The goal of inversion based deblending is to find unblended shot records that match the observed data when passed to a blending operator. This can be expressed by
d = Γ m
where d are the observed data, Γ is a blending operator, and m are the unblended data. Because Γ compresses the data into a blended format, solving for m is an ill-posed inverse problem that requires additional constraints. To overcome this obstacle we require the solution to be laterally coherent and free from erratic amplitudes. These constraints exploit the incoherence of relative shooting times between adjacent traces to suppress interference.
The coherence of simultaneous source interference is linked to the domain of observation. To illustrate, consider the blended shot record shown in Figure 1. Interference from a later shot is visible at the bottom of the record. Because the time of the interfering shot is constant between neighbouring traces the interference appears coherent. A common receiver gather from the same dataset is shown in Figure 2. Here the time of the interfering shot varies from trace to trace, making the interference appear incoherent.
Field data example
Figure 3a shows the colour coded shot times for a simultaneous source survey. Sources with similar shot times can potentially interfere with each other. Another way to visualize this interference is via the blend fold, calculated as the number of shots that occur within a specified time window surrounding each shot. Figure 3b shows the blend fold for this survey calculated on a +/- 5 second window.
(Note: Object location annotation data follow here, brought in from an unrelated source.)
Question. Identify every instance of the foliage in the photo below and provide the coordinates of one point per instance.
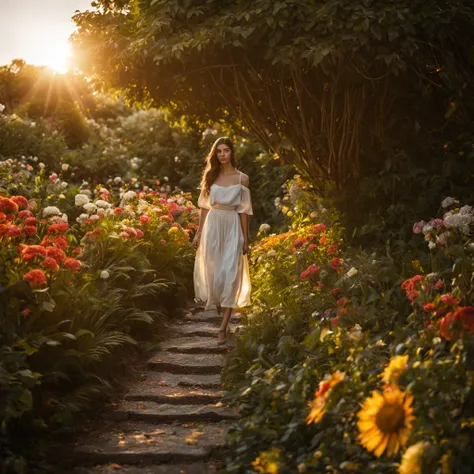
(338, 371)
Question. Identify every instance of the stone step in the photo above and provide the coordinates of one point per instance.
(210, 316)
(148, 390)
(137, 443)
(187, 363)
(166, 379)
(151, 412)
(193, 329)
(194, 468)
(195, 345)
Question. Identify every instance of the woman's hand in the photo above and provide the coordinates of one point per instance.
(197, 240)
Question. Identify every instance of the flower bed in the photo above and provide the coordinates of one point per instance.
(351, 362)
(83, 274)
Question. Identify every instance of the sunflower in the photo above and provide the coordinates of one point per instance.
(395, 369)
(412, 459)
(318, 405)
(385, 421)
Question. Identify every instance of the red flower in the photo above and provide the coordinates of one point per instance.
(332, 249)
(411, 286)
(58, 228)
(50, 264)
(7, 205)
(56, 253)
(72, 264)
(12, 231)
(21, 201)
(449, 299)
(24, 214)
(35, 278)
(319, 228)
(31, 251)
(342, 301)
(60, 241)
(29, 230)
(311, 270)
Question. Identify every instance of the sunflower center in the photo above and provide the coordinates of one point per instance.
(390, 418)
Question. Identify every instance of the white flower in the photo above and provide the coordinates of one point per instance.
(102, 204)
(448, 202)
(90, 207)
(82, 218)
(352, 272)
(128, 196)
(81, 199)
(51, 211)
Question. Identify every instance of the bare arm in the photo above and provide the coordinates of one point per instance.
(202, 220)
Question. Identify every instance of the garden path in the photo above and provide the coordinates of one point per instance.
(174, 420)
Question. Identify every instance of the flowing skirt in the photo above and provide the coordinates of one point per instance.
(221, 271)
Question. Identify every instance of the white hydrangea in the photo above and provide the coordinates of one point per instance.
(448, 202)
(90, 207)
(51, 211)
(129, 195)
(102, 204)
(104, 274)
(458, 221)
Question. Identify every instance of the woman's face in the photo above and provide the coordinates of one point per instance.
(224, 154)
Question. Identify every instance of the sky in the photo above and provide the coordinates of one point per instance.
(37, 30)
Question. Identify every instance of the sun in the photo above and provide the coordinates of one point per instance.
(58, 57)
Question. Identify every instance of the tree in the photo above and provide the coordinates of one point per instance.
(328, 84)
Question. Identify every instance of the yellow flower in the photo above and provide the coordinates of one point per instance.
(412, 459)
(385, 421)
(268, 462)
(395, 369)
(318, 405)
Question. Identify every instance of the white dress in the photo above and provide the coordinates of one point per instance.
(221, 271)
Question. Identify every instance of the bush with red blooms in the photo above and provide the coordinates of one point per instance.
(391, 339)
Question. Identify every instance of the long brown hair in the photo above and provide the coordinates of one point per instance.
(213, 166)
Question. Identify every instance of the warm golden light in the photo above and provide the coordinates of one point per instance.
(58, 57)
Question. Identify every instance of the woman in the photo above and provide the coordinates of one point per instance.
(221, 273)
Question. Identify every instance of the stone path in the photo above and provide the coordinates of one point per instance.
(173, 421)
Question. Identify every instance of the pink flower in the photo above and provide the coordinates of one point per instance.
(35, 278)
(72, 264)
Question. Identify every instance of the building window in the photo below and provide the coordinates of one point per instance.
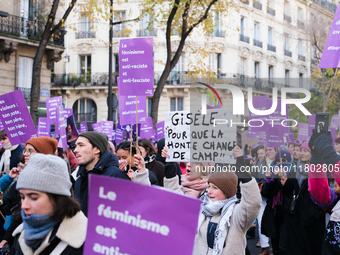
(85, 109)
(176, 104)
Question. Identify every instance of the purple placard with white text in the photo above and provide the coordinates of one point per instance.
(83, 127)
(16, 118)
(136, 67)
(160, 130)
(121, 211)
(44, 127)
(331, 53)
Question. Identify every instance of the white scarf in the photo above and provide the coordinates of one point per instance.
(5, 158)
(210, 208)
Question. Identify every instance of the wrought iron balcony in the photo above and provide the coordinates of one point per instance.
(244, 38)
(300, 24)
(28, 29)
(258, 43)
(288, 53)
(287, 18)
(257, 5)
(85, 34)
(302, 58)
(217, 34)
(271, 47)
(271, 11)
(147, 32)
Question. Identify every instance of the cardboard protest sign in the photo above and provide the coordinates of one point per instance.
(136, 67)
(51, 110)
(122, 218)
(303, 132)
(72, 132)
(15, 117)
(44, 127)
(62, 127)
(160, 130)
(331, 53)
(83, 127)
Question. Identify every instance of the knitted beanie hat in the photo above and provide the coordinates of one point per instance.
(45, 173)
(44, 144)
(97, 139)
(225, 181)
(305, 146)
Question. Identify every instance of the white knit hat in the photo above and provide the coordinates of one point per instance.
(46, 173)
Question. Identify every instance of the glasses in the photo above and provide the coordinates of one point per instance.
(28, 152)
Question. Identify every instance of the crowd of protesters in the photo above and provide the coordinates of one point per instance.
(44, 193)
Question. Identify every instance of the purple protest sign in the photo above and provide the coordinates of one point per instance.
(331, 53)
(311, 124)
(136, 67)
(16, 118)
(62, 127)
(303, 133)
(127, 109)
(335, 121)
(83, 127)
(125, 210)
(97, 127)
(146, 130)
(44, 127)
(160, 130)
(107, 127)
(51, 110)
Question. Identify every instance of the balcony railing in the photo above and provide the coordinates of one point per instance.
(271, 47)
(146, 32)
(75, 80)
(257, 5)
(85, 34)
(326, 4)
(287, 18)
(244, 38)
(258, 43)
(271, 11)
(302, 58)
(217, 34)
(244, 1)
(288, 53)
(28, 29)
(300, 24)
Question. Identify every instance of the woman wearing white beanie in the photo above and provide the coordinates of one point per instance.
(52, 221)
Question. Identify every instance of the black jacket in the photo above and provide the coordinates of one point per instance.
(106, 166)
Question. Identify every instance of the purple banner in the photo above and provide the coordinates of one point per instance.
(16, 118)
(311, 124)
(44, 127)
(147, 130)
(127, 109)
(160, 130)
(51, 110)
(62, 127)
(121, 211)
(136, 67)
(107, 127)
(331, 53)
(83, 127)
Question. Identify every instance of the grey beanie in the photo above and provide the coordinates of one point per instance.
(46, 173)
(97, 139)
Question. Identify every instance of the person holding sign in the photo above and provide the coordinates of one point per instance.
(52, 221)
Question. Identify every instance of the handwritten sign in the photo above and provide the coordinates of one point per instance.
(16, 118)
(122, 217)
(136, 67)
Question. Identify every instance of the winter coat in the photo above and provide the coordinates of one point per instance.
(71, 232)
(107, 166)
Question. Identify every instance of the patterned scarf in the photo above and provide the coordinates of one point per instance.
(210, 208)
(36, 228)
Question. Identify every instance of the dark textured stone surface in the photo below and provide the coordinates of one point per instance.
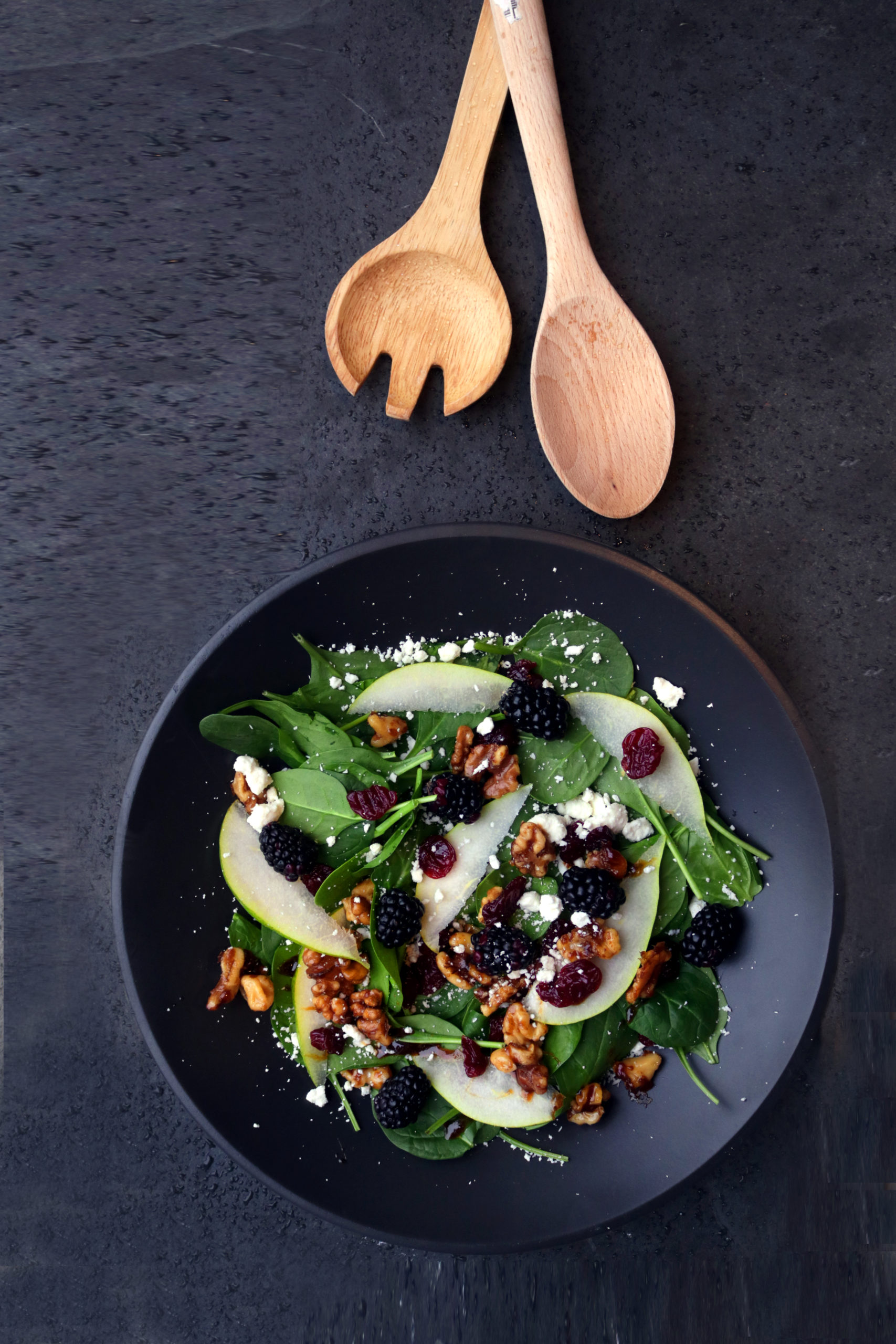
(181, 198)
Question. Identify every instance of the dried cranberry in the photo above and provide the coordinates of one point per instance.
(524, 670)
(374, 803)
(571, 985)
(437, 857)
(503, 906)
(316, 878)
(571, 848)
(475, 1058)
(501, 736)
(641, 753)
(330, 1040)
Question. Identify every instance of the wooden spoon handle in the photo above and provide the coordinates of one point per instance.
(458, 183)
(525, 50)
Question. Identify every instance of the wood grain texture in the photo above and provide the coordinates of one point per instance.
(429, 295)
(599, 393)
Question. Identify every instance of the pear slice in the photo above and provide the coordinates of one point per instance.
(285, 906)
(475, 843)
(635, 924)
(672, 785)
(433, 686)
(308, 1019)
(493, 1098)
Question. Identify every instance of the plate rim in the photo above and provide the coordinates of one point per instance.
(446, 531)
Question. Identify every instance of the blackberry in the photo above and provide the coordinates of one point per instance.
(400, 1098)
(503, 951)
(457, 797)
(592, 890)
(288, 850)
(398, 917)
(711, 937)
(536, 710)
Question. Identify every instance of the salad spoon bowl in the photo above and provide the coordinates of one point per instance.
(429, 295)
(601, 398)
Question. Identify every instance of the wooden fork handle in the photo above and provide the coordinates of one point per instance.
(458, 182)
(525, 50)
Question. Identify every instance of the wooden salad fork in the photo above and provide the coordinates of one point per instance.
(429, 295)
(601, 397)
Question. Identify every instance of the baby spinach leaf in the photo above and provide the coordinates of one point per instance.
(561, 1043)
(244, 734)
(315, 803)
(708, 1049)
(245, 933)
(551, 637)
(605, 1040)
(683, 1011)
(562, 769)
(666, 718)
(282, 1014)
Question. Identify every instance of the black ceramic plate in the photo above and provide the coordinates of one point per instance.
(172, 906)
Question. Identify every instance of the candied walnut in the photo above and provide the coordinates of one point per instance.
(637, 1072)
(583, 944)
(609, 859)
(358, 905)
(500, 992)
(258, 992)
(387, 729)
(520, 1028)
(645, 982)
(231, 964)
(462, 743)
(534, 1078)
(501, 1061)
(532, 853)
(370, 1015)
(245, 795)
(586, 1107)
(505, 779)
(367, 1077)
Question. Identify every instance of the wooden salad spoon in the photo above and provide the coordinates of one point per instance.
(601, 397)
(429, 295)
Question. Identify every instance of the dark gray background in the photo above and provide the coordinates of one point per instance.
(182, 195)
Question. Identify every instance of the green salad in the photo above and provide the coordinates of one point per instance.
(477, 882)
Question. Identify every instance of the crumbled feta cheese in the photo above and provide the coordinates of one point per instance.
(272, 810)
(547, 971)
(594, 810)
(256, 774)
(554, 827)
(637, 830)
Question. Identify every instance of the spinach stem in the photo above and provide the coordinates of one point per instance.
(442, 1120)
(345, 1105)
(693, 1077)
(529, 1148)
(730, 835)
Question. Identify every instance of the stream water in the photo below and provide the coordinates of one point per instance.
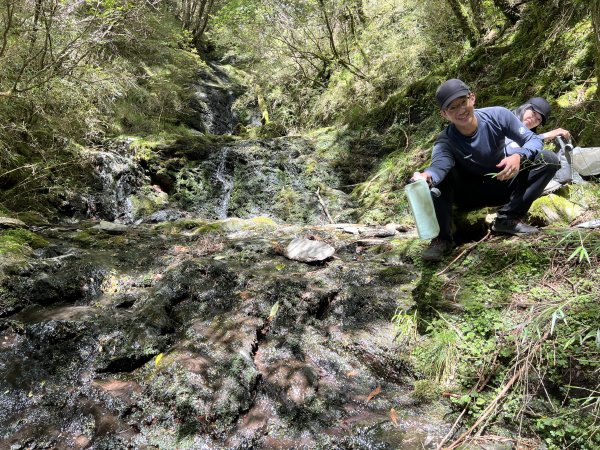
(165, 336)
(198, 333)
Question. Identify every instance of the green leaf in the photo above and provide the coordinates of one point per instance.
(274, 310)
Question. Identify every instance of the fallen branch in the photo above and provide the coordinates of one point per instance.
(465, 251)
(488, 411)
(323, 205)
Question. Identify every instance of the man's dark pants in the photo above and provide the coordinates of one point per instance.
(468, 192)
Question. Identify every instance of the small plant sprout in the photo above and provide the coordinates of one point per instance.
(580, 252)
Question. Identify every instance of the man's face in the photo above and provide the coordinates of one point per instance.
(461, 110)
(532, 119)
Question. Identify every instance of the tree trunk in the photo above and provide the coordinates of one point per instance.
(464, 22)
(595, 6)
(510, 11)
(477, 10)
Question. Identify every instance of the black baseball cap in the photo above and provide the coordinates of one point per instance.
(541, 106)
(450, 90)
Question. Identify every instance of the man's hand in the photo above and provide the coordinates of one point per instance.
(510, 167)
(421, 175)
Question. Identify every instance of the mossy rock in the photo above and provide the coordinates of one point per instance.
(554, 209)
(20, 241)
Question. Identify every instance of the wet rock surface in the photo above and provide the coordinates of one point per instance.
(207, 337)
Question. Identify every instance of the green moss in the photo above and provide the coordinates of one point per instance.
(20, 241)
(32, 218)
(555, 210)
(425, 391)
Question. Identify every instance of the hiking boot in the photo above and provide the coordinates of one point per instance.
(437, 249)
(513, 226)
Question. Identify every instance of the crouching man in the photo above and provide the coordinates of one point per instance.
(469, 166)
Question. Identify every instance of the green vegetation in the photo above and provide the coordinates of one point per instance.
(510, 329)
(520, 341)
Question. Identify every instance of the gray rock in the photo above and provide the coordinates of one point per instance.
(9, 222)
(110, 227)
(307, 250)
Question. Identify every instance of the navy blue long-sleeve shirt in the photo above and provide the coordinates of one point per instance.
(479, 154)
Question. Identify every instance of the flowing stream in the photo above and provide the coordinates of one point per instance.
(226, 180)
(199, 333)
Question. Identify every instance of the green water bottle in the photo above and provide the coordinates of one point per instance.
(421, 206)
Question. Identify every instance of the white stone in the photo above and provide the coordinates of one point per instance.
(307, 250)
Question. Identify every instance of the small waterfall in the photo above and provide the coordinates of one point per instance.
(212, 101)
(118, 178)
(226, 181)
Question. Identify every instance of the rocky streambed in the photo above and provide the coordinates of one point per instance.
(202, 334)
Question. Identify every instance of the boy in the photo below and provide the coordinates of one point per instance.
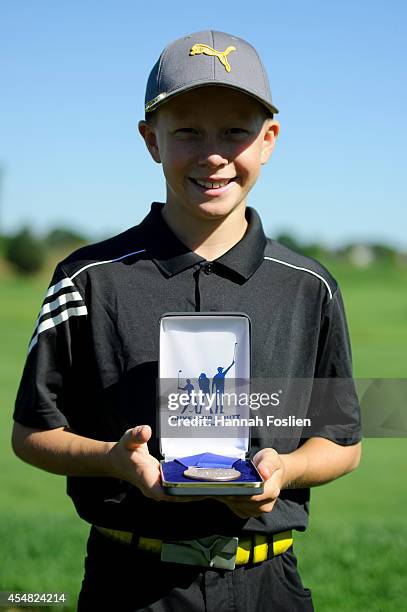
(86, 403)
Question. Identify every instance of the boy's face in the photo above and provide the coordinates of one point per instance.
(211, 142)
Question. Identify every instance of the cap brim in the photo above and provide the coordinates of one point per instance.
(163, 98)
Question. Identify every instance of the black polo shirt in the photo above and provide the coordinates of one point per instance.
(92, 362)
Many shots in the survey have a blend fold of one (no interference), while relatively few have a blend fold of three or higher.
The results of simultaneous source deblending are shown in Figure 4. The blended shot records in Figure 4a display interference from earlier and later shot times. The results after deblending (shown in Figure 4b) demonstrate that much of the interference has been attenuated, while the difference panel (shown in Figure 4c) demonstrates a high level of signal preservation.